Tacoma removes Taser ban after urging from 2nd Amendment group

Mount Rainer over Tacoma, one of the last cities to drop their bans on Tasers and stun guns. (Photo: Wikimedia Commons)

Mount Rainier over Tacoma, one of the last cities to drop their bans on Tasers and stun guns. (Photo: Wikimedia Commons)

In a unanimous vote by Tacoma’s city council and mayor this week, Washington’s third largest city approved language for a new ordinance lifting a decade-old ban on electronic weapons.

The adopted measure, Ordinance 28433, repeals the ban on “any electric or other conductive energy device” but keeps blackjacks, sandclubs, slungshot, metal knuckles, switchblades, martial arts weapons and bail flails on the list of unlawful weapons.

“We are one of only a handful of cities left in the United States that actually has this in their code,” Bill Fosbre, Tacoma’s City Attorney, told the City Council prior to the vote on the measure. “We reviewed the case law, we looked at our own state constitution, and made the determination that, as written in our code, it would not sustain a challenge.”

The city adopted the ban on electronic weapons in 2006. The law established that, with exceptions for devices used by law enforcement, possession of an electronic weapon in the city could result in a $5,000 fine, or one year in jail, or both.

The vote follows the Firearms Policy Coalition pressing the city to remove ordinances against the sale, manufacturing, purchasing, possessing or carrying of any “electroshock device” by a law-abiding resident, visitor or traveler.
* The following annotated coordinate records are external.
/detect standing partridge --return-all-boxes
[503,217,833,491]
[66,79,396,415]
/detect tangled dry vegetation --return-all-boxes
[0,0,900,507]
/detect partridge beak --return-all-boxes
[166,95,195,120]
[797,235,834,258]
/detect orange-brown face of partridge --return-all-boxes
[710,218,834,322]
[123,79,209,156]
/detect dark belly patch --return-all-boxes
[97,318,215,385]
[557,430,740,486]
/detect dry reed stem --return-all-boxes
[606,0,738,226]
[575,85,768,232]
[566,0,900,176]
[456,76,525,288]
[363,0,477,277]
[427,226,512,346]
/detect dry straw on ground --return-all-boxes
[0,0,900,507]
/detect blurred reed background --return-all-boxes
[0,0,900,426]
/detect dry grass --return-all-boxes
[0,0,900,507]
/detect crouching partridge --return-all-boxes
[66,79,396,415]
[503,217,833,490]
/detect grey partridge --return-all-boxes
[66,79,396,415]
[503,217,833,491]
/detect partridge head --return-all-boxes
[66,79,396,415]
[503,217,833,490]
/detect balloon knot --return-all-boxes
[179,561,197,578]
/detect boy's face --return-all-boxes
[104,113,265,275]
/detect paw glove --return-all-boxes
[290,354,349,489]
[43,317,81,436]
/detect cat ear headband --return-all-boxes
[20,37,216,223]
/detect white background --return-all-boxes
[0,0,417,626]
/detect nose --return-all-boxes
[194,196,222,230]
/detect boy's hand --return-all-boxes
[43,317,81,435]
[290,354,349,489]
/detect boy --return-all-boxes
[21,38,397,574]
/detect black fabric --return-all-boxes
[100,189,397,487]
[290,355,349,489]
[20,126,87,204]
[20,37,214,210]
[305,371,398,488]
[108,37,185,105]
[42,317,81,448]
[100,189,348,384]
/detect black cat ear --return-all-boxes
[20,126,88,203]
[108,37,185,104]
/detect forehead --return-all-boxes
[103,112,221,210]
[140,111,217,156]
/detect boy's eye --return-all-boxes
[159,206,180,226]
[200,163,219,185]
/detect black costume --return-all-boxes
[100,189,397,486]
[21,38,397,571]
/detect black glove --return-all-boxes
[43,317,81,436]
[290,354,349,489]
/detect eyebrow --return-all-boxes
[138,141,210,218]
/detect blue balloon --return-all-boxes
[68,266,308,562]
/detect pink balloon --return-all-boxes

FPC attorney Stephen Stamboulieh in April made Tacoma city government aware of the flaws in their Taser ban, citing the 2008 Heller decision as well as a 2016 Supreme Court case directly concerning stun guns.

“As the Supreme Court noted in Caetano v. Massachusetts it has held that ‘the Second Amendment extends, prima facie, to all instruments that constitute bearable arms, even those that were not in existence at the time of the founding,’” said Stamboulieh in a statement emailed to Guns.com.

Since the Caetano case, a flood of lawsuits has seen bans on the devices scrapped in Baltimore, New Orleans, Washington D.C. and other cities. Litigation is pending in New York, New Jersey, and Massachusetts.